The collection of new data in any discipline does not, in general, lead to the creation of new knowledge. With the current data deluge, the human role in scientific discovery, traditionally so important, must now be partially fulfilled by powerful algorithms. However, current tools and technology start to break down when discovery and understanding, by the very nature of the science at hand, must happen quickly and in near real-time.
New astronomical surveys coming online in the next few years, many observing the same regions of the sky repeatedly in time, will collect more data in the next decade than in all of human history so far. Opening up truly new vistas on the dynamic universe requires both rapid data processing and quick decisions about what available resources (e.g., telescopes) worldwide must be marshalled to study newly discovered phenomena. This necessitates an intelligent "real-time" machine-based decision or "classification" framework that should be able to deal with incomplete (and in some cases spurious) information.

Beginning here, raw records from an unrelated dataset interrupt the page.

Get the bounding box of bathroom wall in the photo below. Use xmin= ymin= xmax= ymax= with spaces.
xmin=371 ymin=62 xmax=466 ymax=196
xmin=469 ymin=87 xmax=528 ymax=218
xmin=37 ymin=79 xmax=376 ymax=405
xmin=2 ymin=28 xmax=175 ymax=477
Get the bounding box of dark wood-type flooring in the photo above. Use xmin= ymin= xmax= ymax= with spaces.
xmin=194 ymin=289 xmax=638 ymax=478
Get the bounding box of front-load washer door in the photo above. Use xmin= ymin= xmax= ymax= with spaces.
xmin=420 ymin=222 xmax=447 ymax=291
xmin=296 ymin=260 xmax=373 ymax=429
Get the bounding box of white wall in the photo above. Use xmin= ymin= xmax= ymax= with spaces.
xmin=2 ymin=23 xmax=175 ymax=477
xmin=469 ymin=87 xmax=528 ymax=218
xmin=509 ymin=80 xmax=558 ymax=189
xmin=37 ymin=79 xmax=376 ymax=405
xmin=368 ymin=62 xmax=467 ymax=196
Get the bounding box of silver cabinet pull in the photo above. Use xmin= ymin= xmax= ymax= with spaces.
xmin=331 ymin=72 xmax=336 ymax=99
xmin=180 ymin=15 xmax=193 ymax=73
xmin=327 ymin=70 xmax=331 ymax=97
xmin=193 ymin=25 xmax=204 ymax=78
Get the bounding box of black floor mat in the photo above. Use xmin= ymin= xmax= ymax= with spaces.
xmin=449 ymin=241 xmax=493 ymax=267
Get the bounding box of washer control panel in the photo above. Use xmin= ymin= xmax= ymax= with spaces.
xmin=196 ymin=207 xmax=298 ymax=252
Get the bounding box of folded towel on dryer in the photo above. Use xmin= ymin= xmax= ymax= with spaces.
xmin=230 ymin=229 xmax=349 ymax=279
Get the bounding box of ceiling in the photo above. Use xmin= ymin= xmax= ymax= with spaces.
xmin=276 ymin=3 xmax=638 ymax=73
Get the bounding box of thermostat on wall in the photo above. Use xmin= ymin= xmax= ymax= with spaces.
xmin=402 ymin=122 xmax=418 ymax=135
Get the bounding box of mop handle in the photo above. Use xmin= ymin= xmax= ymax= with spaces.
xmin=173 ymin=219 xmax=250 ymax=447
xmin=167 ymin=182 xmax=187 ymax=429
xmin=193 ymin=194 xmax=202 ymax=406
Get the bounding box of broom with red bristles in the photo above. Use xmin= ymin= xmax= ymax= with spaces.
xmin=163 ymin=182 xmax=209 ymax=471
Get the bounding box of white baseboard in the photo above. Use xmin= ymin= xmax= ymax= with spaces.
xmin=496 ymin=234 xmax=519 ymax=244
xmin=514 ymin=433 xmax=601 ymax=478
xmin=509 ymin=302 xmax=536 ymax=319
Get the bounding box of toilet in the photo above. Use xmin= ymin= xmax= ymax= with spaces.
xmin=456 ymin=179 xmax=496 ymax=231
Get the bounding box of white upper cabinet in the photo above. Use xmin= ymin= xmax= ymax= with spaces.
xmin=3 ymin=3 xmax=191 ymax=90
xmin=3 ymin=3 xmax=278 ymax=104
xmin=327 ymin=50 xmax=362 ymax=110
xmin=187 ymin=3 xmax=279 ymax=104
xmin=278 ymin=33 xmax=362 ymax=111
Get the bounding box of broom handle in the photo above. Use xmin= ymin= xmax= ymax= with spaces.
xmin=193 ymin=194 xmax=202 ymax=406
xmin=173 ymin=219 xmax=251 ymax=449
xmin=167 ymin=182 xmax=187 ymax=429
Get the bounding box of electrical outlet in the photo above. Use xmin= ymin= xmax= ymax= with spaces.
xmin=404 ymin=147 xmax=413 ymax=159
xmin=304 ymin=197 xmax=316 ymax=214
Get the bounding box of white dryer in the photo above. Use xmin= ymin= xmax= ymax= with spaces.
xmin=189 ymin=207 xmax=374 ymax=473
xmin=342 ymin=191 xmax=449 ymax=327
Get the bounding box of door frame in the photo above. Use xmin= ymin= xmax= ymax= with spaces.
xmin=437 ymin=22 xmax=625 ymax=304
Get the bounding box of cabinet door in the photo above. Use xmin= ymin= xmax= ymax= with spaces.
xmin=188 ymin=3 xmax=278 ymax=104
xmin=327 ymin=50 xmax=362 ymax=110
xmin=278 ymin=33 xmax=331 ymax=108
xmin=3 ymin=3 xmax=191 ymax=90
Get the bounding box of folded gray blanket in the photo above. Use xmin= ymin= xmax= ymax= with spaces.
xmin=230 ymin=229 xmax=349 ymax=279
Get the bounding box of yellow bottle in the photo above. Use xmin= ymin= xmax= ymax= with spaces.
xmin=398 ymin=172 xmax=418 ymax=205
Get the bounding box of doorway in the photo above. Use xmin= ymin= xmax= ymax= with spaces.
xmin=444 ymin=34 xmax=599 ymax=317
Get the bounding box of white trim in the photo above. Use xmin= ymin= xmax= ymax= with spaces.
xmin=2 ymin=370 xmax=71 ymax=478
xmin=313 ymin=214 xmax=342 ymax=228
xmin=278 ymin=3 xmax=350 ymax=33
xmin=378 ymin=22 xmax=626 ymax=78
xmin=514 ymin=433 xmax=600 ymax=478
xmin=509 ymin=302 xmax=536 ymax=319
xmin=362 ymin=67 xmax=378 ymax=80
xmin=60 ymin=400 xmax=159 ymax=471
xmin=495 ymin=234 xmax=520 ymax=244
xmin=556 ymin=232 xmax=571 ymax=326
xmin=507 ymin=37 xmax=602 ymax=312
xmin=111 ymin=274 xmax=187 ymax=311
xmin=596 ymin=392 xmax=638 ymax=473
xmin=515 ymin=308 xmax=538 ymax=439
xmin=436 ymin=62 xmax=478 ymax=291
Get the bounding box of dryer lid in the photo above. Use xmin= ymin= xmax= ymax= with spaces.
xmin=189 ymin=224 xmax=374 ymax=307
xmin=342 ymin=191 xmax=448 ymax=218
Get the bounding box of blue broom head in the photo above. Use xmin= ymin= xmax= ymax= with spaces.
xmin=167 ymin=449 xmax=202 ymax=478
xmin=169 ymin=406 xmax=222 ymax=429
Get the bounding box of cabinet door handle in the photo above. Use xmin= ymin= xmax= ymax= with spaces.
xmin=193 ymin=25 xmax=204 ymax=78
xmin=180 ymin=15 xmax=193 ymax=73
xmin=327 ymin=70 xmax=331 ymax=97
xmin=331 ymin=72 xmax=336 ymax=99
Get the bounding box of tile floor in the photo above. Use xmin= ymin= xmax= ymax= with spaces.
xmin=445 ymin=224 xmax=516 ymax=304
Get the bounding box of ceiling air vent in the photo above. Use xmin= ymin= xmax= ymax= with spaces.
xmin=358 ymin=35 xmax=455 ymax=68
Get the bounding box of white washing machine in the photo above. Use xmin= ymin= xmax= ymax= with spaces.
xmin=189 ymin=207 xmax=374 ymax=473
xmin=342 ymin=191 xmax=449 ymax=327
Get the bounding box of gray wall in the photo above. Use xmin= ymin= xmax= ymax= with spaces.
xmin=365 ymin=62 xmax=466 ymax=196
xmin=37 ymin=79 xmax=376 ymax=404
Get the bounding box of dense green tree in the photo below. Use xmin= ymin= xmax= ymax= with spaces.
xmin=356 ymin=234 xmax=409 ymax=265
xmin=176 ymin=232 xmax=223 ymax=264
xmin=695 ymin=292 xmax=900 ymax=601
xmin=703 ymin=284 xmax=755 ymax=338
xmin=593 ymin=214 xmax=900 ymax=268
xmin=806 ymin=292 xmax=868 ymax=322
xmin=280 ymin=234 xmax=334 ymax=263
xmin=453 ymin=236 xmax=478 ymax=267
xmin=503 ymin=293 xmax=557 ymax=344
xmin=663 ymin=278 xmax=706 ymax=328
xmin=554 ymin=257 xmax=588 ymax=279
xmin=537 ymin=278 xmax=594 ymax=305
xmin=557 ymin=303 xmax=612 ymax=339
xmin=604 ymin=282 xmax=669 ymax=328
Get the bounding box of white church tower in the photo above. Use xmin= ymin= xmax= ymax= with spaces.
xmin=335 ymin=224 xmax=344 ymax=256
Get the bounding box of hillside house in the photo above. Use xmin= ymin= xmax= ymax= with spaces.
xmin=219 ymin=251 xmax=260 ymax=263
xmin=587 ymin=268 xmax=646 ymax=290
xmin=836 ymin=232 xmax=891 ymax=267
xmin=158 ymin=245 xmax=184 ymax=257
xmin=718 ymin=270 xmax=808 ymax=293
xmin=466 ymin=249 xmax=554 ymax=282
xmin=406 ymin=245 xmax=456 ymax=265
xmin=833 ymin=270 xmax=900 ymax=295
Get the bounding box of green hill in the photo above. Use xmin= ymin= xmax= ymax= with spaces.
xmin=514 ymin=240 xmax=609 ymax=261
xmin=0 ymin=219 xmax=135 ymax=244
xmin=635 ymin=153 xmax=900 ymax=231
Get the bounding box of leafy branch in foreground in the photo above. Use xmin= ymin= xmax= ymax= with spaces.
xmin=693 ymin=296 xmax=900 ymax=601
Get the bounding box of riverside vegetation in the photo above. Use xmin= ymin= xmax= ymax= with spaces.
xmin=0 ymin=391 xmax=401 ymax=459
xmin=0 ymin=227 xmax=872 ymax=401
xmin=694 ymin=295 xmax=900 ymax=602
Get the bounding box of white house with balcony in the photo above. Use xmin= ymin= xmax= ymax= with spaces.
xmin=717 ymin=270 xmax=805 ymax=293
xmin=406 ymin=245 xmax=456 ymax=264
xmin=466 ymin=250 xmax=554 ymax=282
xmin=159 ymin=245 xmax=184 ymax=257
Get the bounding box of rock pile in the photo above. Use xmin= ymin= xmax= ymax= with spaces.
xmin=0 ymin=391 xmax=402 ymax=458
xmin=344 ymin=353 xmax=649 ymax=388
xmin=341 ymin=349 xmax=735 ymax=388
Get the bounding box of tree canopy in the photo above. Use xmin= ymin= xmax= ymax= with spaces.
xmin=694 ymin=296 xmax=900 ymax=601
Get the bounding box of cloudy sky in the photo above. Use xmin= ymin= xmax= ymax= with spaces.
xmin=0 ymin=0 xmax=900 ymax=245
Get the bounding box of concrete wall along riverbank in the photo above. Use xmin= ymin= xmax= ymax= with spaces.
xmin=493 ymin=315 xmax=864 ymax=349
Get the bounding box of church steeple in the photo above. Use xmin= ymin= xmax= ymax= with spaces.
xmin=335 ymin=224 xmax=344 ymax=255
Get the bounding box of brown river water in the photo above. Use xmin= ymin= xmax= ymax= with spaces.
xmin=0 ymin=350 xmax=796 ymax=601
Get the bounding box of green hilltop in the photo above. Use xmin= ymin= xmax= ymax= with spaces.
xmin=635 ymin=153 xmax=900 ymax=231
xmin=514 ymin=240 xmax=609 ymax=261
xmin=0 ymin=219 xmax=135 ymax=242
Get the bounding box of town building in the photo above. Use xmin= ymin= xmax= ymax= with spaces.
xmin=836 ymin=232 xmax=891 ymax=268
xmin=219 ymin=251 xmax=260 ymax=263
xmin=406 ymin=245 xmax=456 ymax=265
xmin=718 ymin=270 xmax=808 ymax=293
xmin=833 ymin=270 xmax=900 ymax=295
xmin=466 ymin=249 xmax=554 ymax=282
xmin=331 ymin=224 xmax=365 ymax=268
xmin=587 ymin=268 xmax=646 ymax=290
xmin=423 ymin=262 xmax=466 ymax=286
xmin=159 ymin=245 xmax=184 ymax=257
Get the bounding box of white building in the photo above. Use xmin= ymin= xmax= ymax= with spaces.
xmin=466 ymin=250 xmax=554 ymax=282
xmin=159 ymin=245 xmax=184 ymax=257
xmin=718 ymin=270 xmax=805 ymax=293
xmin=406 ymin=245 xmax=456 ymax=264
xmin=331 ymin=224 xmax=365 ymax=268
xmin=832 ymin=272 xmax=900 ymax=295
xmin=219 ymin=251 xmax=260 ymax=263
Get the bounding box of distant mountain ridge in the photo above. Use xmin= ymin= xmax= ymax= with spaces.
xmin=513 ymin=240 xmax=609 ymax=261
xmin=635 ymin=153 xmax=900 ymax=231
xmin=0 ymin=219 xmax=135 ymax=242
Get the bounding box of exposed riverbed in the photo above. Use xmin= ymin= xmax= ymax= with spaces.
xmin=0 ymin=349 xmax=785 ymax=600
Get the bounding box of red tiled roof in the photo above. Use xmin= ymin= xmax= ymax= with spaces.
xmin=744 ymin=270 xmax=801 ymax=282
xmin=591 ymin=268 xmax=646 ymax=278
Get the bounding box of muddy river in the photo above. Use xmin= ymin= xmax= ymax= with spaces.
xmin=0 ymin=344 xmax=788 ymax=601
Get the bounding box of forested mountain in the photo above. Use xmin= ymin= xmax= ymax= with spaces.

This project will produce a framework for extracting novel science from large amounts of data in an environment where the computational needs vastly outweigh the available facilities, and intelligent (as well as dynamic) resource allocation is required. New theory will be developed that will allow current machine learning paradigms to scale to large parallel computing environments. The core result is the production, for projects generating thousands of gigabytes of new data a night (such as the proposed Large Synoptic Survey Telescope), of probabilistic statements about the physical nature of astronomical events. Uncovering anomalous events that do not fit easily into a currently accepted classification taxonomy - events that may lead to completely new scientific discoveries - will be particularly emphasized in this work.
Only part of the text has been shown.